In this study, wind-driven natural ventilation in buildings is investigated by means of computational fluid dynamics. The airflow in and around three pilot buildings, which correspond to the most common natural-ventilation designs, i.e. cross-, windward- and leeward- single-sided ventilation, is simulated by applying both the Standard and a modified k–ε turbulence model. The latter represents a Prandtl number-modified version of the Standard k–ε model, based on the flow-variable (velocity and turbulence variables) distributions and on the atmospheric boundary layer (ABL) assumptions. Numerical results of streamwise and vertical velocity components, as well as of pressure coefficients at the facades, obtained by both turbulence models are compared with available wind tunnel experimental data found in literature. It is concluded that both models applied are in acceptable agreement with measurements, especially for the mean streamwise velocity component, while the proposed modified model is more accurate as far as flow within the windward and the internal parts (i.e. within the building) of the domain is concerned.

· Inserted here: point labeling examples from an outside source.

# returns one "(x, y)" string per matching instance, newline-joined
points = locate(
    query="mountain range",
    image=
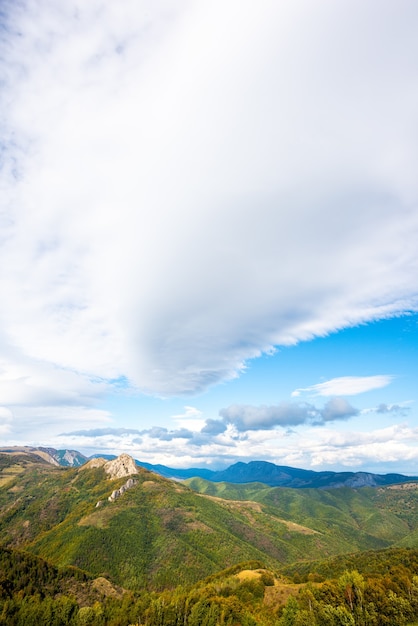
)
(239, 473)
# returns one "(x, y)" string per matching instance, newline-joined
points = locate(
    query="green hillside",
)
(163, 554)
(162, 533)
(356, 519)
(158, 534)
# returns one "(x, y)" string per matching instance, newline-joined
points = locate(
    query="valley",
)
(114, 533)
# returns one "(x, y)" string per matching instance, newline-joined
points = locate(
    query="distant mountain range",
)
(238, 473)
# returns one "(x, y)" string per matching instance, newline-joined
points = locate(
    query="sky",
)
(208, 231)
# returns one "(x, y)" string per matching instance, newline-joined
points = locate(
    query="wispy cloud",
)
(188, 185)
(246, 417)
(346, 386)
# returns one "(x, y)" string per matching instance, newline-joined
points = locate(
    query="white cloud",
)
(189, 184)
(346, 386)
(320, 448)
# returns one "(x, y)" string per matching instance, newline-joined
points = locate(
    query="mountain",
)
(254, 471)
(66, 458)
(138, 529)
(281, 476)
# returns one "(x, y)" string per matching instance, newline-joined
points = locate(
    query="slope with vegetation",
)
(156, 552)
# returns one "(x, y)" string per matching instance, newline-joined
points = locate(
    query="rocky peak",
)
(124, 465)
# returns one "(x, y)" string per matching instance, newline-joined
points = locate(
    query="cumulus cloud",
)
(337, 409)
(318, 447)
(187, 185)
(346, 385)
(102, 432)
(286, 414)
(393, 409)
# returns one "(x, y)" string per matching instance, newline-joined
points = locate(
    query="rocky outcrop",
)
(124, 465)
(117, 493)
(99, 462)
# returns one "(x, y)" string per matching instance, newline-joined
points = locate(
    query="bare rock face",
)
(124, 465)
(99, 462)
(119, 492)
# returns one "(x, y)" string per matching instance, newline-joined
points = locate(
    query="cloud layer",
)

Practical application: This study focuses on the development of a modified k–ε turbulence model for the prediction of wind-driven natural ventilation. The analysis described represents a methodology to produce ‘closure’ parameters, such as Prandtl numbers, compatible with the incoming wind characteristics (ABL). It was found that for all ventilation cases studied, i.e. cross- and single-sided ventilation, the proposed modified model is more accurate compared with the Standard k–ε model, and it accounts for the dumping effect near the walls and for kinetic energy reduction in the impinging region adequately. It is satisfying that the modified k–ε model leads to acceptable engineering results within relatively practical computer resources.